Le président Yayi Boni a fait l’option de multiplier les chômeurs que de créer des emplois. A la situation déjà difficile de recruter des jeunes, c’est dans le rang des chefs de famille que le gouvernement de Yayi Boni frappe, notamment avec la décision de la fermeture de carrière de sable. Les conducteurs de camion en souffrent durement comme si c’était de la corde nouée à leur cou.

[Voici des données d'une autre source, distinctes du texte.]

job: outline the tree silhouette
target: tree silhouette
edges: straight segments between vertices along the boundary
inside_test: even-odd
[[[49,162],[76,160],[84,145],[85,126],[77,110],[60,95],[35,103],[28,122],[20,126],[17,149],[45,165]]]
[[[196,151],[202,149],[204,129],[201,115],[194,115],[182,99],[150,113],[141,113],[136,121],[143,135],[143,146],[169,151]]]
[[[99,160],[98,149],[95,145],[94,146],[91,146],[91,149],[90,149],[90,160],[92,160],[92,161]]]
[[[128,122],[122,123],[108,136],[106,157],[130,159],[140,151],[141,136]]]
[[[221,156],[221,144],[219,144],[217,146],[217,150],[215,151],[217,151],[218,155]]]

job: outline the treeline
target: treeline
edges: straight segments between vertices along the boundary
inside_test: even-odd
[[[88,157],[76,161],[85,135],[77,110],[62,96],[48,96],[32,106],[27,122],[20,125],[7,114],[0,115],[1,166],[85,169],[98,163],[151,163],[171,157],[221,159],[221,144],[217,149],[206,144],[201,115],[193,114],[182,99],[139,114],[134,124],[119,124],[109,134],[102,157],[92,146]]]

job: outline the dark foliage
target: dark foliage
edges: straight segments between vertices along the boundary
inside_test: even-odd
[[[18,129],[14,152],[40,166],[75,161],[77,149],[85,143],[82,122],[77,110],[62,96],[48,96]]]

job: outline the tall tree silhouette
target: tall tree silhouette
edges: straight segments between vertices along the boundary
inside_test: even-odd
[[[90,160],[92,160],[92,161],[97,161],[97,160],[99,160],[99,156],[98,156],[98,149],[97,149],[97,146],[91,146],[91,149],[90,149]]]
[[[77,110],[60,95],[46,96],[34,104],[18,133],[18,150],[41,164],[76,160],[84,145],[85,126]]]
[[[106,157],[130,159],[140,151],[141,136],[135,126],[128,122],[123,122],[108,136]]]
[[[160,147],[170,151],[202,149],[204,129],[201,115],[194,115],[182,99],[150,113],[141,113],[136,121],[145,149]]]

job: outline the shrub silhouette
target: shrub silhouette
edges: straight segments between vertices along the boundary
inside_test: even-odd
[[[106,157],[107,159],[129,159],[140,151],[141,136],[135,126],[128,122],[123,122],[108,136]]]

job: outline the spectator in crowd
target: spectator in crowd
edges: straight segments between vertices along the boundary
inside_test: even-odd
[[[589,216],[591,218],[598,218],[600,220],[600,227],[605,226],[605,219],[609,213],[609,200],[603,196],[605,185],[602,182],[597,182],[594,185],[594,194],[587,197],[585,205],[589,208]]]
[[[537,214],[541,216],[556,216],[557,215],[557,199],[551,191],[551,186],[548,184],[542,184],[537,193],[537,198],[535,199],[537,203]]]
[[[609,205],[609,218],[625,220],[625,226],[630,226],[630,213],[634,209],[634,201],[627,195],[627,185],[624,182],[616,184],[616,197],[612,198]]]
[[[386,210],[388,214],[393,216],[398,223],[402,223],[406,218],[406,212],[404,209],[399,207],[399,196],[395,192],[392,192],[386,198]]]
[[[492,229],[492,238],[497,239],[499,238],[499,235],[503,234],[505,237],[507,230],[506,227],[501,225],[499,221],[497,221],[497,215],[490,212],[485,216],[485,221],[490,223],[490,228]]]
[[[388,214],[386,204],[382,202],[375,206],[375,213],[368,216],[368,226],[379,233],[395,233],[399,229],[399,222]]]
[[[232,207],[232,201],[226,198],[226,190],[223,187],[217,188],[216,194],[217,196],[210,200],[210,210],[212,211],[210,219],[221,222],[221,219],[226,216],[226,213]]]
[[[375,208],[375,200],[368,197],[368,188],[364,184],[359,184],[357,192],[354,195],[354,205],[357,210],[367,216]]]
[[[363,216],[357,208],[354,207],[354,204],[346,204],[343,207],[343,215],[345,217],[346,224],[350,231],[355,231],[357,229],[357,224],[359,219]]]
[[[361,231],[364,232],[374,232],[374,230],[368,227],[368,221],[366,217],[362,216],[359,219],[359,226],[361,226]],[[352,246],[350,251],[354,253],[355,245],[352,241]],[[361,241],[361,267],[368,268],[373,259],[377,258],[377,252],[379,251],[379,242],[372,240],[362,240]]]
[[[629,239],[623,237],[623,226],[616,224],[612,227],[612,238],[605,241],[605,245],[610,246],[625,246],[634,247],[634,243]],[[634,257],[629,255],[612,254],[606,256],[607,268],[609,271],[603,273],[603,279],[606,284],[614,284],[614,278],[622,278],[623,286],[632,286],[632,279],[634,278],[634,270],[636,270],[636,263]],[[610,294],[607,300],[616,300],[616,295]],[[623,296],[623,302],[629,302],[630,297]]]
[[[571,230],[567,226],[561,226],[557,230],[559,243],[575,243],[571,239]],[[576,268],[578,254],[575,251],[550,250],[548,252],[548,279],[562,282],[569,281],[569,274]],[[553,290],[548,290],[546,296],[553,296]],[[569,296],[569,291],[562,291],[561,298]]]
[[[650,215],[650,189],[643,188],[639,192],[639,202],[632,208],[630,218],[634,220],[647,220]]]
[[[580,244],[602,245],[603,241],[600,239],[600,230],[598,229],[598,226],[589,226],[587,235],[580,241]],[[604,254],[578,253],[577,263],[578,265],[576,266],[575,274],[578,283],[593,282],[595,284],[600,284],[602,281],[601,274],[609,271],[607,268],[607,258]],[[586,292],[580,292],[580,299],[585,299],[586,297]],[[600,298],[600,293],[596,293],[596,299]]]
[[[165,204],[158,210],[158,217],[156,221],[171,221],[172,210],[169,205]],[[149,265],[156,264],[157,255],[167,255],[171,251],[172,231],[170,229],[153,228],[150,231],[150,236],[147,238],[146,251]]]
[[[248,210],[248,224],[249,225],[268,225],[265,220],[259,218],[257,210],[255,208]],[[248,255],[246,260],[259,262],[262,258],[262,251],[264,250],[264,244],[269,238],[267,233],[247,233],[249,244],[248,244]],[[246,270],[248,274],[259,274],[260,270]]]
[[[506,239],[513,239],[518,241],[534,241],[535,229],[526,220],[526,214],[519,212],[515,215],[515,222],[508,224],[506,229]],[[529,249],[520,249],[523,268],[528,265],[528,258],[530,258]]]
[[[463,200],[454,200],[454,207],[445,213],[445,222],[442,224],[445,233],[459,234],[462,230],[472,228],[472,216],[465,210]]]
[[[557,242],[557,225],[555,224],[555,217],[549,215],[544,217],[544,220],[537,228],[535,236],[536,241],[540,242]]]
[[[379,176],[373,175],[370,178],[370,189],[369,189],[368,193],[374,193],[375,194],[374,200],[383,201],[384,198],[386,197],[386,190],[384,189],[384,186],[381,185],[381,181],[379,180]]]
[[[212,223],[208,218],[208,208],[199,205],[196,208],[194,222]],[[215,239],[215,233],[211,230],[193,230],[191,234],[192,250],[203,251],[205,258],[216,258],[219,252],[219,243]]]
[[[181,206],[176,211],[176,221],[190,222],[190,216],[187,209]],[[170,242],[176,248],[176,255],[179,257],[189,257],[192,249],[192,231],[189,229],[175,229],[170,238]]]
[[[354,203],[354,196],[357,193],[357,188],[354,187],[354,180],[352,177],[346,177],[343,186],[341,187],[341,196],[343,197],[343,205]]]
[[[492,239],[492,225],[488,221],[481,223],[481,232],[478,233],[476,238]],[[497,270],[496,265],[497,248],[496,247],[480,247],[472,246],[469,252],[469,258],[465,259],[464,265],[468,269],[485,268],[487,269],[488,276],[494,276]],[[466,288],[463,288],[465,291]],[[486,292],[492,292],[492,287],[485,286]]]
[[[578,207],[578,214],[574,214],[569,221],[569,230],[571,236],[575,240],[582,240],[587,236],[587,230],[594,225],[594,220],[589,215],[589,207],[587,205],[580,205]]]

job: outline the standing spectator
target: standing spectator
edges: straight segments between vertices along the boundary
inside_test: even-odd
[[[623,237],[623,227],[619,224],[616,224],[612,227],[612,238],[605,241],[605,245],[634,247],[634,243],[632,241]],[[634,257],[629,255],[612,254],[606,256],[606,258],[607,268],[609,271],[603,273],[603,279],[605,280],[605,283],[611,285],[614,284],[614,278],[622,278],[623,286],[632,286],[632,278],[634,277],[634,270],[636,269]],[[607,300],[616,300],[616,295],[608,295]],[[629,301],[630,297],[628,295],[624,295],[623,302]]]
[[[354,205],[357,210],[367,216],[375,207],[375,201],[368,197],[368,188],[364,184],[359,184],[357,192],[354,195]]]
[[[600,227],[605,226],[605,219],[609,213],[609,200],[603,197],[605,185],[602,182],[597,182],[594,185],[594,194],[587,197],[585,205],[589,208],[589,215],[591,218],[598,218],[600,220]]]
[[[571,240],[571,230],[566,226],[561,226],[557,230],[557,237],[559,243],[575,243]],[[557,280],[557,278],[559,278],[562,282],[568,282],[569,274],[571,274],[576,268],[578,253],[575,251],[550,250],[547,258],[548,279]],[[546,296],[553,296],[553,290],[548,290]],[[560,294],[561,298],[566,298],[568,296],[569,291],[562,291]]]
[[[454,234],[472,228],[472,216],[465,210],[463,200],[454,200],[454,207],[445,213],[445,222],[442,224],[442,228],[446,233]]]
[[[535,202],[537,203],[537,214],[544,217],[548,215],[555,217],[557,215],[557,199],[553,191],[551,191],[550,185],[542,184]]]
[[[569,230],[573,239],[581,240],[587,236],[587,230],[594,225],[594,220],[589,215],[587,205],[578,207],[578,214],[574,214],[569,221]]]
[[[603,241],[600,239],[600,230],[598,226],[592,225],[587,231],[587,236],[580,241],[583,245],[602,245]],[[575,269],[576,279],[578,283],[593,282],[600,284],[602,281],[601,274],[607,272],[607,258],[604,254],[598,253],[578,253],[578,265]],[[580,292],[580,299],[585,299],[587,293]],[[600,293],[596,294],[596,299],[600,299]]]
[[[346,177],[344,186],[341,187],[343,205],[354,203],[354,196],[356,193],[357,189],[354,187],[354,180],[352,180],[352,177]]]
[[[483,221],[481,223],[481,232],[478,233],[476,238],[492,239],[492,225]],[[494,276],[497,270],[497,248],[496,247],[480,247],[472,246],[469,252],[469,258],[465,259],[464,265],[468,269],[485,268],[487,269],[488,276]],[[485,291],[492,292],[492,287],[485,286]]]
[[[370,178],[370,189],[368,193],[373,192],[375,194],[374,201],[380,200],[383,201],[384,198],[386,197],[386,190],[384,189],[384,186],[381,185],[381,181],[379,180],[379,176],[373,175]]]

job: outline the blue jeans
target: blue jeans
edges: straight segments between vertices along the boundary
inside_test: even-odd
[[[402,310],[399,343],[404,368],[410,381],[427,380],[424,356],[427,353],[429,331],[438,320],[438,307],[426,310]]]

Tous les indicateurs démontrent que le taux de chômage augmente au Bénin de jour en jour. Cette situation s’aggrave avec la décision autoritaire et unilatérale de Yayi Boni de rendre la vie dure aux chauffeurs de camion de sable. Cette tragédie des temps modernes paralyse toute la filière de sable. Les propriétaires de camions, les chauffeurs, les entrepreneurs, les propriétaires de chantiers, les exploitants de carrières, bref tous les acteurs de la chaîne souffrent le martyr depuis que la décision est rendue publique. Les propriétaires de camion ne comprennent pas cette décision qui freine les activités au niveau des carrières de sable. Ils exigent toujours des chauffeurs les tarifs habituels. Or, les chauffeurs n’arrivent plus à trouver leurs comptes, au regard de cette décision suicidaire et autocratique du régime de Yayi Boni. Du coup, il y a un conflit entre les chauffeurs et leurs patrons. De même les camionneurs ne font plus les mêmes chiffres d’affaires qui peuvent leur permettre de faire face à leurs charges familiales. Pour des pères de famille, le régime de Yayi les pousse au suicide. Au demeurant, c’est un acte criminel que d’avoir autorisé la fermeture de carrières de sable dans la ville de Cotonou. Les nouveaux sites ouverts à Dèkoungbé et Togbin n’ont pas la capacité de faire face aux demandes pressantes des entrepreneurs. On assiste alors à une pénurie qui crée de longues files d’attente sur les sites. C’est la résultante du déficit entre l’offre et la demande. Les populations riveraines grognent et érigent des barricades à cause des multiples conséquences environnementales liées au recours à l’exploitation clandestine du sable. Une situation dramatique qui risque, à terme, de générer et qui oblige le gouvernement à suspendre cette décision unilatérale.

 L’inflation

 Une enquête révèle que le prix du camion six roues varie entre 30.000f et 45.000f avant l’entrée en vigueur de la décision de fermeture des carrières de Cotonou. Depuis la mise en application de cette décision prise unilatéralement par le gouvernement de Yayi, les tarifs ont sérieusement grimpé. Ainsi, le prix du camion six roues est désormais de 75.000f à 80.000f Cfa, tandis que le prix du camion dix roues est passé de 55.000f ou 75.000f à plus de 120.000f actuellement.« …Il faut 5 à 6 voyages par jour pour répondre aux exigences financières du propriétaire du camion. Mais avec la situation actuellement, c’est difficilement que nous faisons 2 voyages par jour. Nous sommes obligés d’augmenter le prix du mètre cube pour respecter nos engagements vis-à-vis du propriétaire du camion…», a confié un camionneur, en larmes. « Il faut être ici avant le lever du soleil. Certains sont obligés de passer la nuit ici et pourtant, tous les camions ne viennent pas ici. Tous les chauffeurs ne viennent pas à Dèkoungbé. Certains font de l’exploitation clandestine à Ouidah. Malgré cela, nous souffrons beaucoup », ajoute un autre monsieur visiblement triste. Il convient de rappeler que le passage incessant des camions a causé une dégradation rapide des voies d’accès au site. Une situation qui a provoqué la colère des riverains qui ont barricadé la voie principale d’accès au site, empêchant les camions de circuler.En conséquence,on observeun ralentissement des travaux sur les multiples chantiers en cours d’exécution dans les villes de Cotonou et de Calavi.